Despite the varied instrumentation, there are also moments which represent the heaviest material Plant has ventured into in recent memory. The eerie overtones in "Turn It Up" sound like a half-demolished carousel waiting for somebody to finish the job, yet manage to find a bizarre cohesion when paired with slamming distorted guitar and the seemingly ageless vocal moans of Robert Plant. "Pocketful of Golden" reinstates the familiar Celtic elements and modest synthesizer additions which previously decorated the Led Zeppelin-favorite "Houses of the Holy," and almost screams for a blistering Jimmy Page guitar solo.

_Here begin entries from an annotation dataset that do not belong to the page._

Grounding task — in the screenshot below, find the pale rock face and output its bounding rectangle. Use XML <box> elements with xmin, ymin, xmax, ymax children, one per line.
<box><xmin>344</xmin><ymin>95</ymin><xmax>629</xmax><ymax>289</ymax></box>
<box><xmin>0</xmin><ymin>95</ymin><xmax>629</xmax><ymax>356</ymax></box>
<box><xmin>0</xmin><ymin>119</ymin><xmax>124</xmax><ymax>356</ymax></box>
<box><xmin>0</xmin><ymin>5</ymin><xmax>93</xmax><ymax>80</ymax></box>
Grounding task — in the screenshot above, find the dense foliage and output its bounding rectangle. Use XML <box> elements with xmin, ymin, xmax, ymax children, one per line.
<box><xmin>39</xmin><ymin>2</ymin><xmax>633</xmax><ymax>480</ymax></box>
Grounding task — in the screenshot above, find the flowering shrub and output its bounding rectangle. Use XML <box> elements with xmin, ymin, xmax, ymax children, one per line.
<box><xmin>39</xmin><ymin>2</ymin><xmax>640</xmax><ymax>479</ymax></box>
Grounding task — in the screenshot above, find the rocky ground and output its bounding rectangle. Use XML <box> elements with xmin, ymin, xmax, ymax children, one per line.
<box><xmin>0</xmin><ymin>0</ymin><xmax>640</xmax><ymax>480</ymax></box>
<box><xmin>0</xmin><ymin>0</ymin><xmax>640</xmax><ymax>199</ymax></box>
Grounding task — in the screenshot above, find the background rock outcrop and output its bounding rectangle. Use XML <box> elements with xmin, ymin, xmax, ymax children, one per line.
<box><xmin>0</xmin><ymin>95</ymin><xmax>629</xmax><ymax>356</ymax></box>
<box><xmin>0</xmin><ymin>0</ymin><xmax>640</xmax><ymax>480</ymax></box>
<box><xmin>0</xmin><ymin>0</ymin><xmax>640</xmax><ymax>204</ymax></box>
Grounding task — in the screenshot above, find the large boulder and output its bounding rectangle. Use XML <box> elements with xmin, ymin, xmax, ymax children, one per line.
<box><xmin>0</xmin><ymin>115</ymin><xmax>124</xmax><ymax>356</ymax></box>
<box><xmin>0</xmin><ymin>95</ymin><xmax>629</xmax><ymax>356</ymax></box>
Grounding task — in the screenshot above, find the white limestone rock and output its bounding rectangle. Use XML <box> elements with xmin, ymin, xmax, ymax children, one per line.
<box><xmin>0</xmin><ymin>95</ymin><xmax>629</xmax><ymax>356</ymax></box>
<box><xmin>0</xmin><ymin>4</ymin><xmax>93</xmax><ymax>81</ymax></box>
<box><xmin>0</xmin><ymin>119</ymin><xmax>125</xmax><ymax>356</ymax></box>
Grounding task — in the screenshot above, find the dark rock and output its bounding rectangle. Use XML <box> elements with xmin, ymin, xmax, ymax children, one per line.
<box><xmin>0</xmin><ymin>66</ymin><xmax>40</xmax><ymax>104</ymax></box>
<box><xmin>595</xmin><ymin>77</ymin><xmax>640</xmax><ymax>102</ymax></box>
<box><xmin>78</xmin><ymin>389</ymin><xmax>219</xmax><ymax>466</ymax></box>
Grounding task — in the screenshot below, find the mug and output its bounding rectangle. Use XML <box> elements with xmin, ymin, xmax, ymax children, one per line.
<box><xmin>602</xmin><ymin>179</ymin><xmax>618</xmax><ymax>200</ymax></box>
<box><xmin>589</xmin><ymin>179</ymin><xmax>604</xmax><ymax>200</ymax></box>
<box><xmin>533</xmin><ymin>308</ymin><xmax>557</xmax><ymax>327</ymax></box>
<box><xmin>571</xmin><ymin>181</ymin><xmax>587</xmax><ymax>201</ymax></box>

On the lighter side, "Little Maggie" shows Plant revamping an Appalachian folk song with otherworldly rhythmic patterns and impressionable fiddle playing, whereas "Rainbow" could almost effortlessly be implemented into mainstream radio rotation with it's Coldplay-esque atmosphere, which is attributed through a repetitive complimentary guitar lick, steady percussion work, a tasteful incorporation of electronic elements and a melodic chorus highlighted with soaring vocals. In what is a vastly varietal release, Robert Plant somehow manages to keep the end result afloat; largely because of his vocal performance.
Lyrics — 7
Frustratingly for those rock listeners who continue to acclaim for a Led Zeppelin reunion that lasts longer than the course of a (spectacular, might we add) one-off concert, Robert Plant has maintained the strength and range which defined his earlier works. Albeit he isn't always willing to gallivant it at the same intensity or as frequently, there are plenty of moments on "Lullaby and… The Ceaseless Roar" which boast a commendable vocal and lyrical moments from Plant. The aforementioned "Turn It Up" is a strong example of both, which shows the vocalist nailing some relatively high wails while tackling the subject of false preachers who exploit a person's faith for money. As an example of the lyrical content on the album, here are a few lines from the track: "A touch of serendipity/ A little stroke of luck/ The radio inside this car/ Brings guidance from above/ The smallest contribution/ Will keep me in safe hands/ I'm calling 1-800/ I ain't leaving it to chance."
Overall Impression — 7
There are occasions where the wayward instrumental arrangements makes one song drown into the next, resulting in what sounds like an unusually lengthy composition, however when Robert Plant reaches his stride on "Lullaby and… The Ceaseless Roar" it's undoubtedly stand out.